Il Paese, come il resto del Corno d’Africa, sta sperimentando una delle peggiori siccità degli ultimi decenni, dopo tre stagioni consecutive di piogge scarse. Si stima siano 13 milioni le persone tra Kenya, Somalia e Etiopia in condizione di grave insicurezza alimentare, 5.5 milioni i bambini affetti da malnutrizione acuta. La siccità ha decimato i raccolti (con perdite del 70%) e provocato una moria di capi di bestiame, a milioni, principale fonte di sostentamento delle famiglie.

Un mix letale

ll Corno d’Africa è un caso emblematico dove si concentra quel mix letale – clima, Covid, conflitti – che sta affamando il mondo. La siccità infatti è solo l’ultima emergenza in ordine di tempo a colpire popolazioni ancora alle prese con le conseguenze delle inondazioni del 2019, dell’invasione biblica delle locuste dello stesso anno, dei conflitti armati (Etiopia e Somalia), della pandemia da Covid-19.

Cesvi nel Corno d’Africa

I programmi per la salute materna e infantile non sono gli unici che l’organizzazione umanitaria ha messo in campo nella regione. Dal 2009 porta avanti numerosi progetti che mirano a promuovere la sicurezza alimentare, soprattutto di donne e gruppi vulnerabili, l’igiene e l’accesso all’acqua potabile. Più di recente ha avviato programmi per rispondere all’emergenza Covid-19: da un lato con interventi per arginare la diffusione del virus (stazioni per il lavaggio delle mani, campagne di sensibilizzazione e distribuzione di dispositivi di protezione) dall’altro con programmi di sostegno (Cash Assistance) concepiti per mitigare le conseguenze economiche della pandemia.
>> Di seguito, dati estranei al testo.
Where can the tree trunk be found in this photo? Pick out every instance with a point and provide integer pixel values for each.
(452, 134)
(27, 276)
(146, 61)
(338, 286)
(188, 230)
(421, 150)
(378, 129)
La campagna di immunizzazione

Il Covid-19 infatti ha ridotto drasticamente le fonti di reddito della popolazione. Solo in Kenya si stima siano 2 milioni le persone scivolate sotto la soglia di povertà a causa della pandemia. Intanto la campagna di immunizzazione arranca, come nel resto del Continente. Secondo l’Organizzazione mondiale della sanità appena l’11% della popolazione in Africa ha ricevuto il vaccino.

La liberalizzazione dei vaccini

In occasione del vertice Unione europea – Unione africana in corso a Bruxelles, Cesvi ribadisce la necessità di fornire subito una risposta alla grave crisi che ha colpito quest’area dell’Africa Subsahariana: «È urgente adottare un approccio multidimensionale con interventi a 360 gradi per affrontare problemi endemici di questa area come il cambiamento climatico e le carestie che conseguono, la fame e la malnutrizione, i conflitti e il Covid. La liberalizzazione dei vaccini, auspicabile e necessaria, da sola non potrà essere sufficiente: tutti i diversi fattori che impattano negativamente su questi Paesi devono essere trattati di concerto per fornire una risposta che possa essere in grado di accrescere la resilienza, l’empowerment e la sicurezza alimentare di queste comunità», commenta il vice direttore generale di Cesvi Roberto Vignola.